By spreading your toes and expanding your foot, you create a more solid foundation to support your body’s movements.
In fact, studies have shown that barefoot running means shorter contact time with ground, smaller stride lengths, and higher stride frequency. This means fewer chances to damage the intricate muscles in your foot.
So, Is Running Barefoot Worth It?
Ultimately, even though running barefoot may put initial strain on your bones and it may take months for your body to build up the muscle strength of your feet and ankle, don’t be discouraged.
Running barefoot offers an entirely new scope of muscle refinement that you lose with shoes, so it’s definitely worth exploring.
How to Begin Barefoot Running Technique Training?
As I just touched on, even though barefoot running can offer a lot of benefits, it’s also going to be a big change. You need to be careful about making this adjustment to your typical running practice or you may end up regretting your decision.
So, if you’re interested in starting or experimenting with barefoot running, consider these five tips for a safe transition.
- Maintain a Low Mileage
Don’t start with too much too fast. Considering that you have supported your feet with shoes your entire life, you cannot expect to run eight miles barefoot right out of the gate.
Even if you’re a seasoned runner, you want to start your new barefoot running journey slowly and methodically.
Consider walking barefoot in your home for a few days, or even take a light jog for ¼ mile. After a day or two, monitor any pain in your calves or feet. While some calf and arch soreness is to be expected, you may also experience pain on the top of your foot if you overdo it at the beginning.
- Begin Barefoot
Even if you have transitioned from a regular running shoe to a more minimalist shoe, do not mistake your experience with these minimalist shoes for running barefoot.

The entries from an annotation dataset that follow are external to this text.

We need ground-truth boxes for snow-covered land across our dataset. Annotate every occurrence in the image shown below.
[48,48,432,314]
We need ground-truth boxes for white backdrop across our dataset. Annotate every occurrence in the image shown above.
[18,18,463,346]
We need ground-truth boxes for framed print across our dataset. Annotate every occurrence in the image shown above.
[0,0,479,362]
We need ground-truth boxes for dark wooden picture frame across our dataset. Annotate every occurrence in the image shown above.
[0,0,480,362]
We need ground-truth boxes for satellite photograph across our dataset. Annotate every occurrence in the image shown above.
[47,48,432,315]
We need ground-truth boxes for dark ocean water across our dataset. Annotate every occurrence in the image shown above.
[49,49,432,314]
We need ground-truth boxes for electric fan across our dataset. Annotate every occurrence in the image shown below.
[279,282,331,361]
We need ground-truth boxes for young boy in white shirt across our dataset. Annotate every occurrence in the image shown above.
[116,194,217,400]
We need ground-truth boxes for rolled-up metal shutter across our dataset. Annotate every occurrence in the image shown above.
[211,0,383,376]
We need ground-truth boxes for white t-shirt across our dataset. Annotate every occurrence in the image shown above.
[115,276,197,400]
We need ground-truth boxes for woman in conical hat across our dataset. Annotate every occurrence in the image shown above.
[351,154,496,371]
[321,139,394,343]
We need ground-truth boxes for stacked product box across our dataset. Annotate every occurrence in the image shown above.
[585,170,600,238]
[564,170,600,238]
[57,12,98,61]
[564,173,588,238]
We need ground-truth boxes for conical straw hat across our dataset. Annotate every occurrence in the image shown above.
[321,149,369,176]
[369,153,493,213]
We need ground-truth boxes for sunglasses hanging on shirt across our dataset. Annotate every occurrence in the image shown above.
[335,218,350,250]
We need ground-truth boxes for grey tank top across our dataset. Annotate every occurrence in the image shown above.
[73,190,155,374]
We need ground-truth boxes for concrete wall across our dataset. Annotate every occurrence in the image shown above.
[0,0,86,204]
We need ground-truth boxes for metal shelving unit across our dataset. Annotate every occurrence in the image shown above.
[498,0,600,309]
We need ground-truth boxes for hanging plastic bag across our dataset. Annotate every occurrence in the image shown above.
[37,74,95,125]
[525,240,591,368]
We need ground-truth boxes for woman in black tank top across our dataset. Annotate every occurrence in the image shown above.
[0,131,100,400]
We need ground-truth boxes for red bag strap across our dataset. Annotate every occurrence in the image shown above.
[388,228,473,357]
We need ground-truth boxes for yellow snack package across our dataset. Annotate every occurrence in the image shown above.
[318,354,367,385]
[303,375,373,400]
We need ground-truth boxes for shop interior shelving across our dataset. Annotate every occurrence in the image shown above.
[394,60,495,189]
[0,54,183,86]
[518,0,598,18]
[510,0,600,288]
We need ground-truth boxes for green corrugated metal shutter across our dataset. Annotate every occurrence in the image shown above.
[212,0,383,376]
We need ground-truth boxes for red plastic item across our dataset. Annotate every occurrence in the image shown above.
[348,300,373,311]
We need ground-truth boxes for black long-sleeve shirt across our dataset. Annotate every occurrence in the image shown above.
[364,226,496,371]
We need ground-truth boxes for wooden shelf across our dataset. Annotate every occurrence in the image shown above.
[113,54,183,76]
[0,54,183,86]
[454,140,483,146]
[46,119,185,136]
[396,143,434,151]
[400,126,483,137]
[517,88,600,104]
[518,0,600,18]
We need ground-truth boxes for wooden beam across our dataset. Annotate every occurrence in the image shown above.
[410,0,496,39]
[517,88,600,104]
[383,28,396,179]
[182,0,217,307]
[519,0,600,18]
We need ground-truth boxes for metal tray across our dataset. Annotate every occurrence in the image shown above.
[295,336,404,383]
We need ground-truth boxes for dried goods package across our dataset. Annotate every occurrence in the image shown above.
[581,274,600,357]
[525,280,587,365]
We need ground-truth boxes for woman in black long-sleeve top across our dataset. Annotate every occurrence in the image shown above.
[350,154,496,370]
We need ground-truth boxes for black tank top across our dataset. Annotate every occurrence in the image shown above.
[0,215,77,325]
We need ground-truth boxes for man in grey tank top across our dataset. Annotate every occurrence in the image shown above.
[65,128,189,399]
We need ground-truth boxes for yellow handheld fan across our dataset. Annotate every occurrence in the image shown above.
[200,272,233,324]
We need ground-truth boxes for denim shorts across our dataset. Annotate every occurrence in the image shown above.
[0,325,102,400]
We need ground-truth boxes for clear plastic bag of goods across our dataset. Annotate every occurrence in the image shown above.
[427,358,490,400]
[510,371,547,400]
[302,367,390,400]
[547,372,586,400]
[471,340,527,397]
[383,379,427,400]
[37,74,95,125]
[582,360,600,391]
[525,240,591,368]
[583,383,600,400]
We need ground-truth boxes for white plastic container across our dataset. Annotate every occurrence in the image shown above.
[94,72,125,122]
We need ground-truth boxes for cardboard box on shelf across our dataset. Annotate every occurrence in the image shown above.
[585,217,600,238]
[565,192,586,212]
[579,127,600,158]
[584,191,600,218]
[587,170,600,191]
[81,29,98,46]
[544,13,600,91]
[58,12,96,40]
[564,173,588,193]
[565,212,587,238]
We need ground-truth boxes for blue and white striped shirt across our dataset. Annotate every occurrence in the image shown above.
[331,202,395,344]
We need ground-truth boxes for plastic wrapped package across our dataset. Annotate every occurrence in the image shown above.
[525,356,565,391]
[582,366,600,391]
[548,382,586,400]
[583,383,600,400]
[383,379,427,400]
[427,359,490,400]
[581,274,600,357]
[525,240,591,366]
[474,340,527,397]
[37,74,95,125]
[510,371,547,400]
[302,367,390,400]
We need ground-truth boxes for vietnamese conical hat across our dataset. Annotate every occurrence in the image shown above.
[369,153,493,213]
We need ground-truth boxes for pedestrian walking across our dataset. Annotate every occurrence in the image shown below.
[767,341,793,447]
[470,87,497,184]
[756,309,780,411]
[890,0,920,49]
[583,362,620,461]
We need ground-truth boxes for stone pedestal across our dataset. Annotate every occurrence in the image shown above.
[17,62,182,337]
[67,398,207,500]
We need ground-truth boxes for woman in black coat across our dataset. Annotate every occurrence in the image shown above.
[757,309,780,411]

Despite minimalist shoes offering some sense of comfort, such comfort can be misleading, as you are more susceptible to overdoing your mileage or injuring yourself.
Your running will progress faster and more efficiently if you begin your journey completely barefoot because of the feedback your soles will provide. That said, I know minimalist shoes have become very popular in recent years, so I’ll cover them in more detail in the next section.
- Begin on a Hard Surface
Even though you may be inclined to start running barefoot on grass, I think you’re better off avoiding it. Because grass surfaces are often uneven, you could roll your ankle or, worse, step on a rock or other object that would sideline you for a while.

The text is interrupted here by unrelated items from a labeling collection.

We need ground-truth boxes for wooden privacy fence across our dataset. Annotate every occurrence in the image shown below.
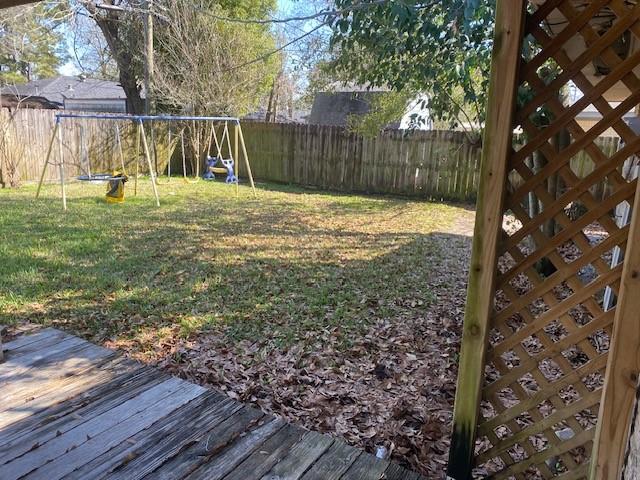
[244,123,479,201]
[0,108,176,186]
[0,109,632,201]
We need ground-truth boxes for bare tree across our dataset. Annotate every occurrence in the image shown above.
[78,0,144,113]
[154,0,279,115]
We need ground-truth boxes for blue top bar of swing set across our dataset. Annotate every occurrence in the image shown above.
[56,113,240,123]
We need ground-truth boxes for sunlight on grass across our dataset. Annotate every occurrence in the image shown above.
[0,181,470,350]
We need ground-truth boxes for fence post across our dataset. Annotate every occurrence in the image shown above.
[447,0,525,480]
[590,174,640,480]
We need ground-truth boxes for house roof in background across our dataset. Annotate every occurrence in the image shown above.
[324,82,391,93]
[5,76,126,105]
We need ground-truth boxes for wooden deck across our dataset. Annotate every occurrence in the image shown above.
[0,328,420,480]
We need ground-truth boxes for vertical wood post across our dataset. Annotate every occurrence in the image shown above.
[140,121,160,207]
[133,123,142,196]
[590,176,640,480]
[36,124,60,198]
[58,120,67,210]
[447,0,525,480]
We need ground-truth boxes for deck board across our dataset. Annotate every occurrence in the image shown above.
[0,328,421,480]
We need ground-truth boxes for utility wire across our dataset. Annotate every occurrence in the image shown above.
[198,0,384,25]
[220,21,329,73]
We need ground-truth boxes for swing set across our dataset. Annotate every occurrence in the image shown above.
[36,113,256,210]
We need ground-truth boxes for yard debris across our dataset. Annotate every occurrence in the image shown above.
[0,182,473,479]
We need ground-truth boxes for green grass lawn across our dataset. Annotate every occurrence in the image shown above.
[0,181,458,354]
[0,181,473,478]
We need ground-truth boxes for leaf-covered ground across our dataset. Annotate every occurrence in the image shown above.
[0,182,473,478]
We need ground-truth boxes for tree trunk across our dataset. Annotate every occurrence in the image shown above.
[82,0,144,114]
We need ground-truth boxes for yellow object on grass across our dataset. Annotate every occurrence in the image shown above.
[105,172,127,203]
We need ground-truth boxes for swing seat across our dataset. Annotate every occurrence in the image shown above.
[77,173,127,182]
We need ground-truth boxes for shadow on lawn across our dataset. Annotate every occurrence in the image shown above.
[0,186,470,354]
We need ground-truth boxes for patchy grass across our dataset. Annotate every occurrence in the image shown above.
[0,181,470,473]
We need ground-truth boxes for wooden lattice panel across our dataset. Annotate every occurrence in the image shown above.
[476,0,640,479]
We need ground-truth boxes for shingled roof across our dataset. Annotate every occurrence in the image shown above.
[6,76,126,105]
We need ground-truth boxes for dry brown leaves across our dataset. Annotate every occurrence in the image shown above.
[152,215,473,479]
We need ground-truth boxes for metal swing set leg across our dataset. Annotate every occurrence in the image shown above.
[36,118,160,210]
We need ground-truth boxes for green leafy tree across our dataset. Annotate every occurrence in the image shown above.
[0,2,67,85]
[331,0,495,137]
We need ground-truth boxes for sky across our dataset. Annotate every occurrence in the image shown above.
[58,0,304,75]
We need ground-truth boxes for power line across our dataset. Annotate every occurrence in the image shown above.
[198,0,394,25]
[220,21,329,73]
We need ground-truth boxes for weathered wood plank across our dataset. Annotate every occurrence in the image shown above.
[144,407,272,480]
[0,344,114,418]
[0,368,162,464]
[0,334,80,372]
[80,392,242,480]
[182,419,285,480]
[23,381,205,480]
[341,455,389,480]
[384,463,422,480]
[3,328,66,352]
[0,378,198,479]
[224,425,305,480]
[302,440,364,480]
[262,432,334,480]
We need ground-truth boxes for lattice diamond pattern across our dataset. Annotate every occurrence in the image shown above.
[476,0,640,479]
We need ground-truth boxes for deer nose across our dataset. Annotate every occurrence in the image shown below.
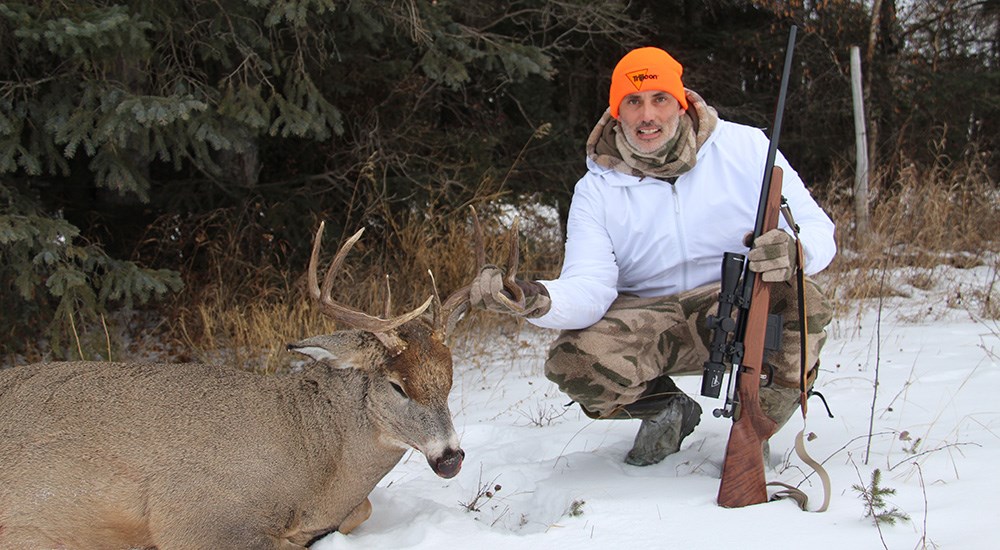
[431,449,465,479]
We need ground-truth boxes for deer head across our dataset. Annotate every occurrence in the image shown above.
[289,216,494,478]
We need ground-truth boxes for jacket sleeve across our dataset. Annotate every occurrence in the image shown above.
[528,179,618,330]
[775,152,837,275]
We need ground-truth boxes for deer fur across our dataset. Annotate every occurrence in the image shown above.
[0,322,464,550]
[0,218,504,550]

Instead, I recommend you run on concrete or hard-packed sand. Doing so offers a couple of benefits.
For one, hard surfaces help you visualize how you are landing. In sand, for instance, your footprints can show you how you are pushing off. To avoid blisters over long distances, you should maintain light and uniform footprints, being sure your toes are not digging into the sand.
Additionally, you can see if your heel print is deeper than the forefoot. If so, you risk heel striking, which can damage your joints and potentially lead to injury.
- Take Silent Runs
If you’re not running on sand, then consider the benefits of running on concrete or asphalt.
For one, you can more easily see the entire surface and avoid any potential threats that grass may be hiding.
Additionally, you can more attentively work on landing softly and quietly, taking note of that thudding sound you hear and feel throughout your body and especially in your joints.
If silent strolls seem too mundane, you can try to make a game out of your journey by running so quietly that even fellow runners or local wildlife do not notice you.
- Avoid Glares
While running barefoot will certainly set you apart from other runners you pass, don’t assume that people are staring and judging you behind your back.
Sure, some people may give you weird looks, but the majority of people won’t notice. Most of those who do will be positive and may even want to know more about your barefoot running.